The interaction between two MLL fusion partner genes, AF4 and AF9

MLL is the gene at 11q23 whose rearrangement has been implicated in acute leukemia. MLL promiscuously pairs with over 30 cloned fusion partners and at least 20 more uncloned foci. The most common MLL fusion partners are AF4 and AF9, together accounting for over 60% of MLL acute leukemia.; We describe the cloning of the murine homologue of AF4. We investigated mAf4's localization using the EGFP reporter system. We show that mAf4 is targeted to subnuclear foci that we call “AF4 bodies.” We find that the AF4 body is excluded from the nucleolus and is not coincidental with either PODs or Cajal bodies. The AF4 body does not colocalize with DNA transcription or repair (PCNA), or with RNA synthesis (RNA polymerase II). We find that nascent RNA transcripts are excluded from the AF4 body.; We demonstrate the interaction of mAF4 and AF9 in the yeast 2-hybrid system, GST pull-downs, with endogenous proteins using antibodies and in the EGFP/DsRed reporter systems. We show that the carboxy terminal 100 amino acids of AF9 are required for mAf4 interaction and can disrupt mAf4 subnuclear localization. The portion of mAf4 necessary for AF9 interaction is narrowed down to a 51 amino acid area in a portion of AF4 included in MLL fusions. These 51 residues are coincidental with mAf4's subcellular targeting domain. Using an amino terminal MLL construct and an MLL-AF4 fusion construct, we show that the localization of MLL-AF4 is largely directed by MLL sequence. MLL-AF4 retains AF4's ability to interact with AF9 and redirect AF9 expression to the nucleolus, where it is normally not found.

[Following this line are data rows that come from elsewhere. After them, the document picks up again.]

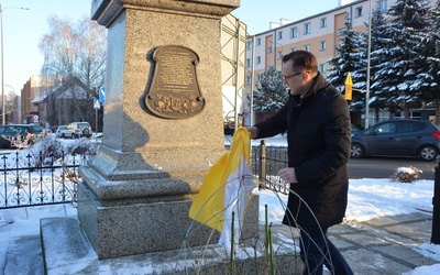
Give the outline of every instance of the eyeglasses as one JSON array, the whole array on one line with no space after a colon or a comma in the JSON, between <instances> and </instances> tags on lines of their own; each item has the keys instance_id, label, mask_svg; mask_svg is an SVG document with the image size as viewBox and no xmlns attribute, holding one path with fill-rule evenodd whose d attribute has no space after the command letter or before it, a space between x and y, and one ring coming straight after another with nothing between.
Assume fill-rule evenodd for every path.
<instances>
[{"instance_id":1,"label":"eyeglasses","mask_svg":"<svg viewBox=\"0 0 440 275\"><path fill-rule=\"evenodd\" d=\"M302 72L296 73L296 74L293 74L293 75L289 75L289 76L283 76L283 79L284 79L284 81L287 81L287 79L289 79L290 77L299 76L300 74L302 74Z\"/></svg>"}]
</instances>

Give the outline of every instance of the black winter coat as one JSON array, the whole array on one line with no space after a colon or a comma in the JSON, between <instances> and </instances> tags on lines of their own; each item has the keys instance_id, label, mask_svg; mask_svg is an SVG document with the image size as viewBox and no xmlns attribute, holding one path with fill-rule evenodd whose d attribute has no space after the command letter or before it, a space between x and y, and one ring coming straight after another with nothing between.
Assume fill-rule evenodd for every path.
<instances>
[{"instance_id":1,"label":"black winter coat","mask_svg":"<svg viewBox=\"0 0 440 275\"><path fill-rule=\"evenodd\" d=\"M274 117L255 127L257 139L287 131L288 166L295 167L298 183L290 184L283 223L309 230L317 229L316 219L322 229L340 223L351 150L350 111L341 92L318 74L302 98L289 96Z\"/></svg>"}]
</instances>

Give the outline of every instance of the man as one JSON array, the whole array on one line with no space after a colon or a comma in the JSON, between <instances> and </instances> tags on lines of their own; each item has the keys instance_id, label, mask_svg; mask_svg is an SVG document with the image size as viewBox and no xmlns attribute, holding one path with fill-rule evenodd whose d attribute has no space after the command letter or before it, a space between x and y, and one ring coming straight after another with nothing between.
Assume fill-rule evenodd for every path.
<instances>
[{"instance_id":1,"label":"man","mask_svg":"<svg viewBox=\"0 0 440 275\"><path fill-rule=\"evenodd\" d=\"M351 121L346 101L318 72L306 51L283 56L286 105L268 120L248 127L252 139L287 131L288 167L278 176L290 183L284 224L300 229L304 274L353 274L327 230L343 220L348 201Z\"/></svg>"}]
</instances>

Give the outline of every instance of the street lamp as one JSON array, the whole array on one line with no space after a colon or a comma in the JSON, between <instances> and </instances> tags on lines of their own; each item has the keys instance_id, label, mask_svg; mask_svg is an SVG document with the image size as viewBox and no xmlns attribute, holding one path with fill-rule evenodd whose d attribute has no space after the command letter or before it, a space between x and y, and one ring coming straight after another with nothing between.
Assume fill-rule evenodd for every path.
<instances>
[{"instance_id":1,"label":"street lamp","mask_svg":"<svg viewBox=\"0 0 440 275\"><path fill-rule=\"evenodd\" d=\"M1 35L1 98L2 100L2 109L1 109L1 122L4 125L6 118L4 118L4 59L3 59L3 11L6 9L19 9L19 10L29 10L29 8L23 7L1 7L0 3L0 35Z\"/></svg>"},{"instance_id":2,"label":"street lamp","mask_svg":"<svg viewBox=\"0 0 440 275\"><path fill-rule=\"evenodd\" d=\"M369 13L369 46L366 50L366 87L365 87L365 129L370 125L370 67L371 67L371 29L372 29L372 4L370 0Z\"/></svg>"},{"instance_id":3,"label":"street lamp","mask_svg":"<svg viewBox=\"0 0 440 275\"><path fill-rule=\"evenodd\" d=\"M284 52L284 50L283 50L283 46L284 46L284 45L283 45L283 44L279 44L279 43L277 43L277 42L274 42L274 41L270 41L270 42L274 45L272 52L274 53L274 67L275 67L275 69L276 69L276 57L277 57L276 45L282 46L282 53Z\"/></svg>"}]
</instances>

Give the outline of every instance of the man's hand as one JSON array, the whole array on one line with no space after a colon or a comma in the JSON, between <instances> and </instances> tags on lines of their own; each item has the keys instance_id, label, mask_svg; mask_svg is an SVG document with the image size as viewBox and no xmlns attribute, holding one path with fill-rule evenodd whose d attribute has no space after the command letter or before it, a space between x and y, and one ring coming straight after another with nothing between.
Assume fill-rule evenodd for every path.
<instances>
[{"instance_id":1,"label":"man's hand","mask_svg":"<svg viewBox=\"0 0 440 275\"><path fill-rule=\"evenodd\" d=\"M296 179L295 168L292 167L283 168L278 172L277 175L286 183L289 184L298 183L298 179Z\"/></svg>"},{"instance_id":2,"label":"man's hand","mask_svg":"<svg viewBox=\"0 0 440 275\"><path fill-rule=\"evenodd\" d=\"M250 133L251 139L256 139L258 136L258 129L256 127L244 127Z\"/></svg>"}]
</instances>

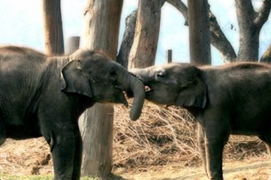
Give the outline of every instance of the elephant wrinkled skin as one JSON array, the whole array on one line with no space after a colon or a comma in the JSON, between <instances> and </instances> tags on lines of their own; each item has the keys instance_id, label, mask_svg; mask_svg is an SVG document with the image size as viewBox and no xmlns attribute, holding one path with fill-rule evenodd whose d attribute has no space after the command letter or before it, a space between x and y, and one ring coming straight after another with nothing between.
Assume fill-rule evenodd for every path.
<instances>
[{"instance_id":1,"label":"elephant wrinkled skin","mask_svg":"<svg viewBox=\"0 0 271 180\"><path fill-rule=\"evenodd\" d=\"M80 179L78 120L87 108L96 102L127 105L122 91L132 91L130 118L136 120L145 95L139 78L88 50L48 57L26 48L0 47L0 145L7 137L43 136L51 147L55 180Z\"/></svg>"},{"instance_id":2,"label":"elephant wrinkled skin","mask_svg":"<svg viewBox=\"0 0 271 180\"><path fill-rule=\"evenodd\" d=\"M154 103L181 106L196 119L209 179L223 179L222 154L230 134L255 135L271 149L271 65L222 66L170 63L132 69Z\"/></svg>"}]
</instances>

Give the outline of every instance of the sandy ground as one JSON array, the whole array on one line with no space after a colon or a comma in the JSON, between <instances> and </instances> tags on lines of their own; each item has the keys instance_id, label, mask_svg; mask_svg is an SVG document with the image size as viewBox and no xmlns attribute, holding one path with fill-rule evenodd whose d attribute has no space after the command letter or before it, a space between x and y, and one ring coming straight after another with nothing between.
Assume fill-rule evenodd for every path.
<instances>
[{"instance_id":1,"label":"sandy ground","mask_svg":"<svg viewBox=\"0 0 271 180\"><path fill-rule=\"evenodd\" d=\"M223 166L225 180L271 180L271 161L250 159L225 163ZM171 164L150 167L143 171L130 169L115 171L125 179L133 180L208 180L203 167L184 167Z\"/></svg>"},{"instance_id":2,"label":"sandy ground","mask_svg":"<svg viewBox=\"0 0 271 180\"><path fill-rule=\"evenodd\" d=\"M271 158L268 155L224 164L225 180L271 180ZM201 164L181 164L149 166L146 169L115 169L113 173L131 180L207 179ZM0 174L12 175L53 173L50 151L46 142L34 140L7 142L0 147Z\"/></svg>"}]
</instances>

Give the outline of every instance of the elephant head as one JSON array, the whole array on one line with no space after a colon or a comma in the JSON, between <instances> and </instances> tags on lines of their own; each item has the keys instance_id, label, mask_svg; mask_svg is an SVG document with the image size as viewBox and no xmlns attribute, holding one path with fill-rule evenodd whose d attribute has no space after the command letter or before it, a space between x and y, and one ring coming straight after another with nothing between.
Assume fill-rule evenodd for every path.
<instances>
[{"instance_id":1,"label":"elephant head","mask_svg":"<svg viewBox=\"0 0 271 180\"><path fill-rule=\"evenodd\" d=\"M132 91L134 100L130 118L141 114L145 92L142 81L121 65L100 53L78 50L69 55L61 70L60 89L87 96L95 102L128 103L122 91Z\"/></svg>"},{"instance_id":2,"label":"elephant head","mask_svg":"<svg viewBox=\"0 0 271 180\"><path fill-rule=\"evenodd\" d=\"M192 65L170 63L134 68L130 72L148 87L146 98L151 102L201 108L206 105L206 85L201 77L201 70Z\"/></svg>"}]
</instances>

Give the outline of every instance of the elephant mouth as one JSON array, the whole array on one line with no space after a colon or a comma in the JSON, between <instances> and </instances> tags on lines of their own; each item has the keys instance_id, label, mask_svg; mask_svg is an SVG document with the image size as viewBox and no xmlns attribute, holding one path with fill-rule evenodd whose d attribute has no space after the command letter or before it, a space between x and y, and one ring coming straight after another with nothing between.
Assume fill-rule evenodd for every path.
<instances>
[{"instance_id":1,"label":"elephant mouth","mask_svg":"<svg viewBox=\"0 0 271 180\"><path fill-rule=\"evenodd\" d=\"M154 91L154 88L149 85L145 85L146 95L152 93Z\"/></svg>"},{"instance_id":2,"label":"elephant mouth","mask_svg":"<svg viewBox=\"0 0 271 180\"><path fill-rule=\"evenodd\" d=\"M125 97L125 91L123 91L122 88L119 86L114 87L115 102L122 103L125 107L128 107L128 102Z\"/></svg>"}]
</instances>

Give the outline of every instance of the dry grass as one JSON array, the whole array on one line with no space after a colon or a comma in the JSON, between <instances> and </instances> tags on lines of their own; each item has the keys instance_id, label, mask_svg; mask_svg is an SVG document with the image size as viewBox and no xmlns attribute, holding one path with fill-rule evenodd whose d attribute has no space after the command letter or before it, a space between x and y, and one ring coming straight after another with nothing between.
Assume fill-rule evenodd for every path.
<instances>
[{"instance_id":1,"label":"dry grass","mask_svg":"<svg viewBox=\"0 0 271 180\"><path fill-rule=\"evenodd\" d=\"M136 168L178 164L201 165L196 144L196 123L184 110L162 107L146 102L137 122L129 111L115 106L113 167ZM265 145L257 137L233 136L225 146L224 161L267 159ZM0 147L0 173L39 174L53 173L48 146L43 138L8 141Z\"/></svg>"}]
</instances>

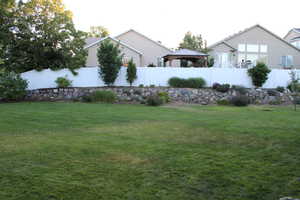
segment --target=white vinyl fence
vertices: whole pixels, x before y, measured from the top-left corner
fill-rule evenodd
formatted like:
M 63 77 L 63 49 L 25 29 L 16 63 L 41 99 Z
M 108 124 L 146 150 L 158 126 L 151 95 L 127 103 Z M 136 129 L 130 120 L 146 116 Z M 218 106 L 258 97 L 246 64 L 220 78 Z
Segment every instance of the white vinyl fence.
M 72 80 L 73 87 L 101 87 L 104 86 L 103 81 L 99 78 L 98 67 L 84 67 L 76 70 L 77 76 L 67 70 L 51 71 L 43 70 L 37 72 L 35 70 L 25 72 L 22 78 L 29 81 L 28 89 L 53 88 L 56 87 L 55 80 L 57 77 L 67 76 Z M 273 69 L 269 74 L 267 82 L 263 88 L 276 88 L 277 86 L 287 86 L 290 82 L 291 70 Z M 300 70 L 297 71 L 299 74 Z M 242 85 L 245 87 L 253 87 L 251 79 L 247 74 L 247 69 L 238 68 L 177 68 L 177 67 L 138 67 L 137 80 L 134 86 L 143 84 L 144 86 L 168 86 L 168 80 L 171 77 L 195 78 L 201 77 L 205 79 L 207 86 L 213 83 L 228 83 L 230 85 Z M 114 84 L 115 86 L 129 86 L 126 81 L 126 67 L 122 67 L 119 76 Z

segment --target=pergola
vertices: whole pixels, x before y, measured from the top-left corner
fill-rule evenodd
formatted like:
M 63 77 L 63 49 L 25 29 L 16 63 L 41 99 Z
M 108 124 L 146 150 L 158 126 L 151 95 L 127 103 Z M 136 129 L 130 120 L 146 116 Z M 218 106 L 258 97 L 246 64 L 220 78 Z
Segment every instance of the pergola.
M 169 61 L 170 66 L 172 66 L 173 60 L 186 60 L 186 61 L 191 61 L 193 63 L 193 66 L 196 67 L 198 65 L 197 61 L 203 60 L 204 67 L 207 67 L 208 54 L 199 51 L 189 50 L 189 49 L 179 49 L 173 53 L 165 55 L 163 59 L 164 59 L 164 63 Z

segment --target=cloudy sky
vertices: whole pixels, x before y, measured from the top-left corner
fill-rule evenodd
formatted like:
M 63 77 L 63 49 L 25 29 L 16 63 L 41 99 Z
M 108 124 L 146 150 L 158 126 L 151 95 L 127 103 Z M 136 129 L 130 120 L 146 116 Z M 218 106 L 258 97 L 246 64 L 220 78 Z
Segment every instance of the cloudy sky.
M 64 0 L 78 29 L 104 26 L 112 36 L 128 29 L 178 47 L 184 34 L 208 44 L 254 24 L 283 37 L 300 28 L 300 0 Z

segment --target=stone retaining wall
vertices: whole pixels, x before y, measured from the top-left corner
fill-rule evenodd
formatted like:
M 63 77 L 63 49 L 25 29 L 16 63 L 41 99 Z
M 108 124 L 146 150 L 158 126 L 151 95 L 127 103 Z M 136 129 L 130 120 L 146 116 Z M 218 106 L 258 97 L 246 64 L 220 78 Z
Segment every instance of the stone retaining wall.
M 31 101 L 59 101 L 80 100 L 82 96 L 94 91 L 110 90 L 117 94 L 120 102 L 142 102 L 147 96 L 158 92 L 167 92 L 171 101 L 196 104 L 215 104 L 218 100 L 230 99 L 237 95 L 235 90 L 226 93 L 217 92 L 213 89 L 189 89 L 189 88 L 167 88 L 167 87 L 95 87 L 95 88 L 47 88 L 28 91 L 27 100 Z M 261 89 L 247 89 L 247 96 L 253 104 L 290 104 L 292 97 L 290 93 L 277 91 L 268 92 Z

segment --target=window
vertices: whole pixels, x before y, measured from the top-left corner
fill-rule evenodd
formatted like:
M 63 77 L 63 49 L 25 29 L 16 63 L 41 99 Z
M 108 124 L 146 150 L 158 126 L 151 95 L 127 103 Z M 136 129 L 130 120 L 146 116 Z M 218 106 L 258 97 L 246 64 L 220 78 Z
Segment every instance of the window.
M 258 52 L 257 44 L 247 44 L 247 52 Z
M 268 52 L 268 46 L 267 45 L 260 45 L 260 53 L 267 53 Z
M 283 67 L 292 67 L 294 65 L 293 56 L 281 56 L 281 66 Z
M 238 50 L 240 52 L 245 52 L 246 51 L 246 45 L 245 44 L 239 44 L 238 45 Z
M 258 54 L 247 54 L 247 62 L 251 61 L 252 65 L 256 65 L 258 60 Z

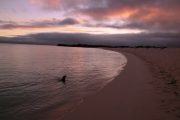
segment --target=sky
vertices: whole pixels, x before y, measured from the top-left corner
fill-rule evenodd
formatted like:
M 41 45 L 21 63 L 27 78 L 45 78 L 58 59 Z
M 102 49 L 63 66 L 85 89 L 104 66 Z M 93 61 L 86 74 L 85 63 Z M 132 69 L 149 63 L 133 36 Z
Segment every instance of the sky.
M 179 33 L 180 0 L 0 0 L 0 36 Z

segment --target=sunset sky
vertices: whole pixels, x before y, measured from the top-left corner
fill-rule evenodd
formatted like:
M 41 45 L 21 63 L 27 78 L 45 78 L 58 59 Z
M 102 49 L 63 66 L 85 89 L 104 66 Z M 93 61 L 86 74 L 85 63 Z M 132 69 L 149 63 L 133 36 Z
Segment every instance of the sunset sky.
M 180 0 L 0 0 L 0 36 L 180 32 Z

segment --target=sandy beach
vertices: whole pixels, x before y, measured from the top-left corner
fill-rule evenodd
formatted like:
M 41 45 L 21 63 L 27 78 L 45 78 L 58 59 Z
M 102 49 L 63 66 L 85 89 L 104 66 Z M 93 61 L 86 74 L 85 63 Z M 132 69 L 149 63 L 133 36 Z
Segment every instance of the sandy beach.
M 178 120 L 180 49 L 110 49 L 128 64 L 64 120 Z

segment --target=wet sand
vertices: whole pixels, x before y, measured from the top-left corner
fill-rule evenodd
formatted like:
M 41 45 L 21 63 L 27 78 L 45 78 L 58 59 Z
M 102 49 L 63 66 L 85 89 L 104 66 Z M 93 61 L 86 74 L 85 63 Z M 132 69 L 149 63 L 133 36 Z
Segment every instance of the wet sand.
M 164 59 L 161 56 L 162 50 L 110 50 L 122 52 L 127 57 L 128 64 L 124 71 L 100 92 L 85 98 L 82 104 L 65 115 L 64 120 L 178 120 L 179 116 L 176 114 L 178 109 L 170 112 L 171 105 L 167 104 L 168 97 L 172 94 L 168 92 L 165 92 L 167 95 L 162 94 L 164 77 L 155 70 L 164 60 L 150 59 L 151 57 Z M 153 51 L 154 56 L 150 55 Z M 166 51 L 164 54 L 172 54 Z M 178 52 L 176 56 L 177 54 Z M 166 71 L 165 68 L 161 69 L 163 72 Z M 161 70 L 161 73 L 163 72 Z M 174 85 L 171 82 L 167 86 Z M 173 104 L 177 105 L 177 103 Z

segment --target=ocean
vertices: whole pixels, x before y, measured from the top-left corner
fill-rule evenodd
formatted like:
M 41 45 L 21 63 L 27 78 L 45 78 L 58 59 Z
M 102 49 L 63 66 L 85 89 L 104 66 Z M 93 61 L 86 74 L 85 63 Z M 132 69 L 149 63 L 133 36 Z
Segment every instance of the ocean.
M 0 44 L 0 120 L 60 119 L 126 64 L 103 49 Z

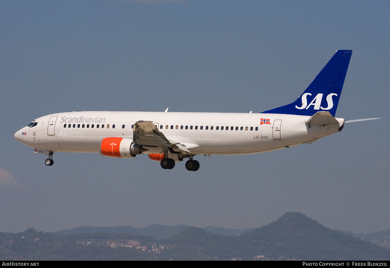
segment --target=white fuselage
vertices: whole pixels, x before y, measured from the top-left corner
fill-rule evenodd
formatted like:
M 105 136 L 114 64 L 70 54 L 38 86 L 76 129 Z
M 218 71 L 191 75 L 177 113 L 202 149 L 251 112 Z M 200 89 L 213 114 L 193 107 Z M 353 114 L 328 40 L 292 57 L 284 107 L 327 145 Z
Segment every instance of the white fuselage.
M 62 113 L 37 118 L 15 138 L 32 148 L 64 152 L 98 153 L 102 140 L 132 140 L 132 126 L 149 121 L 168 139 L 193 145 L 191 154 L 255 154 L 309 143 L 336 133 L 339 124 L 310 126 L 310 116 L 264 113 L 86 111 Z M 261 123 L 262 122 L 262 123 Z M 93 125 L 93 127 L 92 127 Z M 115 127 L 114 127 L 115 125 Z M 159 147 L 144 153 L 162 153 Z

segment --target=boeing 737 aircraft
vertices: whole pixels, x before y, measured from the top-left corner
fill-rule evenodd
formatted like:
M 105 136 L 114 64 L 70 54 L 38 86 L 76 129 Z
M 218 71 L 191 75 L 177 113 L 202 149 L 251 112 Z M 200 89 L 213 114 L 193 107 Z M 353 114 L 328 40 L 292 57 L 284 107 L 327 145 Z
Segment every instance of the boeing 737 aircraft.
M 295 101 L 259 113 L 89 111 L 60 113 L 33 120 L 15 133 L 34 152 L 99 153 L 132 158 L 147 154 L 171 169 L 197 155 L 256 154 L 311 143 L 344 124 L 379 119 L 335 118 L 352 51 L 339 50 Z

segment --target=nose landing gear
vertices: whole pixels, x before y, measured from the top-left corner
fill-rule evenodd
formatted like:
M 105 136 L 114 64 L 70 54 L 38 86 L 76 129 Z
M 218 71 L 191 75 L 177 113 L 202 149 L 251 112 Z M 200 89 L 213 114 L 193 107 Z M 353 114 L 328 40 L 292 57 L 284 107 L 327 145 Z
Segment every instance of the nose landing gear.
M 51 151 L 49 152 L 49 158 L 45 160 L 45 164 L 46 166 L 53 166 L 53 164 L 54 163 L 54 161 L 53 160 L 53 152 Z M 47 154 L 47 153 L 46 154 Z
M 45 164 L 46 164 L 46 166 L 53 166 L 53 164 L 54 163 L 54 161 L 53 161 L 52 159 L 48 158 L 45 160 Z

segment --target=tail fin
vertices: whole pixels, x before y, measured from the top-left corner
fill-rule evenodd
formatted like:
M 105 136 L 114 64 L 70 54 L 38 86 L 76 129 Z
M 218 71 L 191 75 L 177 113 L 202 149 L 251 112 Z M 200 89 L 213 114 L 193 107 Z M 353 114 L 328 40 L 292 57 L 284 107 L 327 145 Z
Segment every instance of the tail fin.
M 312 116 L 325 111 L 334 116 L 352 54 L 337 50 L 295 101 L 261 113 Z

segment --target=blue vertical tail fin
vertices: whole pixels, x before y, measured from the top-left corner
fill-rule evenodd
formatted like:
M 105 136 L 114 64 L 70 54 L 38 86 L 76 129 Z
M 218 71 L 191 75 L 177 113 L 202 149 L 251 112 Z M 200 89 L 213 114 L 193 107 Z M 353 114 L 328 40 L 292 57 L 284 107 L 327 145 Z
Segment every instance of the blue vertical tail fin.
M 295 101 L 261 113 L 312 116 L 325 111 L 335 116 L 352 54 L 337 50 Z

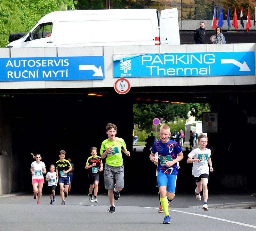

In a small percentage of cells, the AF9 interaction directs MLL-AF4 expression to the AF4 body.; A survey of the MLL partner literature, reveals that a number of seemingly unrelated MLL partner proteins interact, either directly or through intermediary proteins. We hypothesize that the MLL partner proteins are all globally related as components of a cellular process that is perverted by the inclusion of MLL sequence. The link we provide between AF9 and AF4 is key to this hypothesis.